O Brasil também estuda sua moeda digital. A próxima fase do projeto nacional é o início dos testes de casos de uso. O coordenador do projeto no BC, Fabio Araújo, afirmou algumas vezes que há três tipos de CBDCs em desenvolvimento. Um tipo é a de ataca, que inclui, por exemplo, União Europeia e Suíça. Há uma frente que trabalha em pagamentos instantâneos, algo como o Pix, e que inclui China e Bahamas. O Brasil, afirma, está num terceiro grupo, de fomento a modelos tecnológicos e de negócios, junto com países como Canadá.

Para parte dos bancos centrais que participaram da entrevista, é importante continuar a estudar as CBDCs do ponto de vista da inovação. Mas a modernização das infraestruturas de pagamentos, com o lançamento de sistemas rápidos, podem ser a forma mais direta para combater a exclusão financeira.

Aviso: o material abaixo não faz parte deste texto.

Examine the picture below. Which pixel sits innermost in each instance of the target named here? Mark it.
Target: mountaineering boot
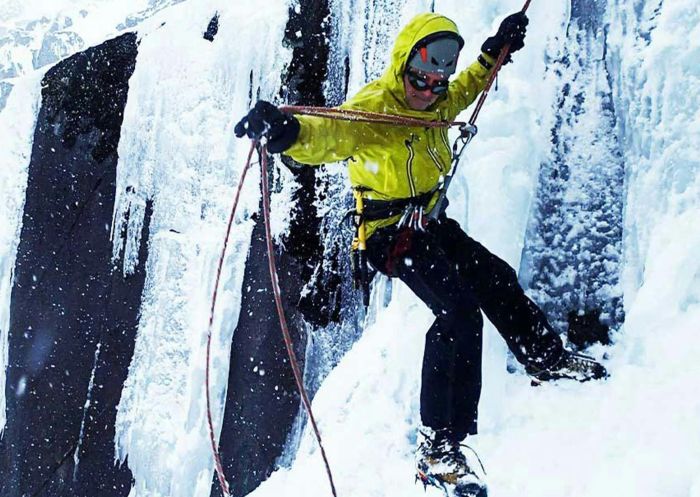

Um outro ponto importante do estudo é que os projetos de CBDCs precisam facilitar os registros e a educação financeira. Isso envolve a implantação de processos de diligência simplificados. Os projetos também devem considerar a necessidade de garantir a privacidade de dados e prevenir o mal uso de dados de consumidores.

O objetivo disso é garantir que os usuários confiem nas CBDCs tanto quanto confiam no dinheiro em outros formatos, como papel moeda. Uma maneira de fazer isso é separar dados de transações individuais de informações de identidade. E colocar a privacidade no centro da formatação das moedas de digitais de governos.